Good call. Bengals are traveling half the world away and the Rams are going to want to win this thing for Whitworth. Local sports columnist predicted a 30-0 shutout loss.
and you don’t even get it over with at 9am, so can have the rest of the day
My wife and kids bought me a new xbox since my old one shit the bed. damn them for being nice
they just want to be there to see your new one break
Fuck a duck, can Alianza Petrolera at least come good for Hippo??

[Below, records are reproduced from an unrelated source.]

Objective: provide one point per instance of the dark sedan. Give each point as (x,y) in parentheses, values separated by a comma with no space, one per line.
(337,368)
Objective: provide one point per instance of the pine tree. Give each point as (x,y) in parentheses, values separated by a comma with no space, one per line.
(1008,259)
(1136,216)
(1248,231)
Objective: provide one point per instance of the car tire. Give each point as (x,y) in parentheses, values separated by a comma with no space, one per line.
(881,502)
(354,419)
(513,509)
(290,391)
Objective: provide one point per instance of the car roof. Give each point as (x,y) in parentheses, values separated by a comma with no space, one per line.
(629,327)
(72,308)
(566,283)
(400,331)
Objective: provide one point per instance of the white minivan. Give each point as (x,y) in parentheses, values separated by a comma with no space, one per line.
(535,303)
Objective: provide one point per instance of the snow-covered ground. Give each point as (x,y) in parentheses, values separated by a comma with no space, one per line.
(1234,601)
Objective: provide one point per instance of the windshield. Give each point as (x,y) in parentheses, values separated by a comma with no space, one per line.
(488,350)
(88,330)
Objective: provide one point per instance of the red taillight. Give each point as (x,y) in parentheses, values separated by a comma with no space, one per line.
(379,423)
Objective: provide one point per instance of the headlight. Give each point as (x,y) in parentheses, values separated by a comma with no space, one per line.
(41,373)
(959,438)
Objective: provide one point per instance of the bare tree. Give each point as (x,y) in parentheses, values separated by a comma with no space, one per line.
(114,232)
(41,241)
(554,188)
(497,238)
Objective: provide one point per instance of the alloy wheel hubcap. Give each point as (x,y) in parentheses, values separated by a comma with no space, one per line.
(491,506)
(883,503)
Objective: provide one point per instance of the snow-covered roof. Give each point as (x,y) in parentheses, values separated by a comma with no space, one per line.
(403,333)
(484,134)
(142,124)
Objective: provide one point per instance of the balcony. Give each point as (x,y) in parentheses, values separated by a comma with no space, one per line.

57% possession, 5-nil advantage on concerns. SCORE YOU PRICKS
How many concussions did Doug Williams take? He looked awful Trent Green out there.
It’s like these franchises are part of some excrement sharing commune. It’s the Human Centipede Bowl.
Cousins is my bye week QB in DFO-ball, picked up solely for this matchup. He will start the Dingleberry-ing tonight, and they probably won’t throw a pass in the 2nd half.
You shut your whore mouth.
Me (Cleese) when I go too Convervative on DFO and piss at least one of you off.
https://www.youtube.com/watch?v=KniUNdVZvH4
“Oh no! K-K-K-Ken’s c-c-c-coming to k-k-k-kill me!”
When I’m elected Evil Overlord for Life, that movie will be added to the list for Mandatory Annual Viewing.
It happens a couple Thursdays a year. My week has been so awful that I have been looking forward to a game tonight for pure escapism. I do not car about either team but for FF. Plus fuck Dan Snyder with a rusty screwdriver.
Life is indeed a giant sack of bleeding shit. Now, FITBAW!!
I am Human Scum and proud of it!
good on ya, imaginary buddy-guy!
Katie Hill did Nazi that tattoo coming + lesbian.
Oh, this isn’t Pornhub?
Sorry
dadgum millenials ,, smgdh
I just googled that shit and I feel stupider for having done so.
I googled earlier this afternoon, hoped for WAY sexier.
Not sure if this is still okay to say in 2019, but my heterosexuality just took a direct hit.
Don’t worry, I am too comfortably numb to be triggered.
McLaurin tonight vs. Vikes or Ridley vs. Seattle? Talk to me!
McLaurin over Ridley is my Shoe-in pick of the week
Isn’t Matt Ryan gimpy? Matt Schaub is next in-line!
I am home with the three Fozz Spawn and one of their friends. My wife is at at “trunk show”, which I know is gonna cost me money. There is no beer in the house, only bourbon. Welp, the friend is gonna see what full bourble looks like.
Is the “trunk show” code for a male strip club?
Sound like something you should research…
Only non circumcised gentlemen.
There’s a “Black Forest” joke in here somewhere but I don’t want to sound like a redneck.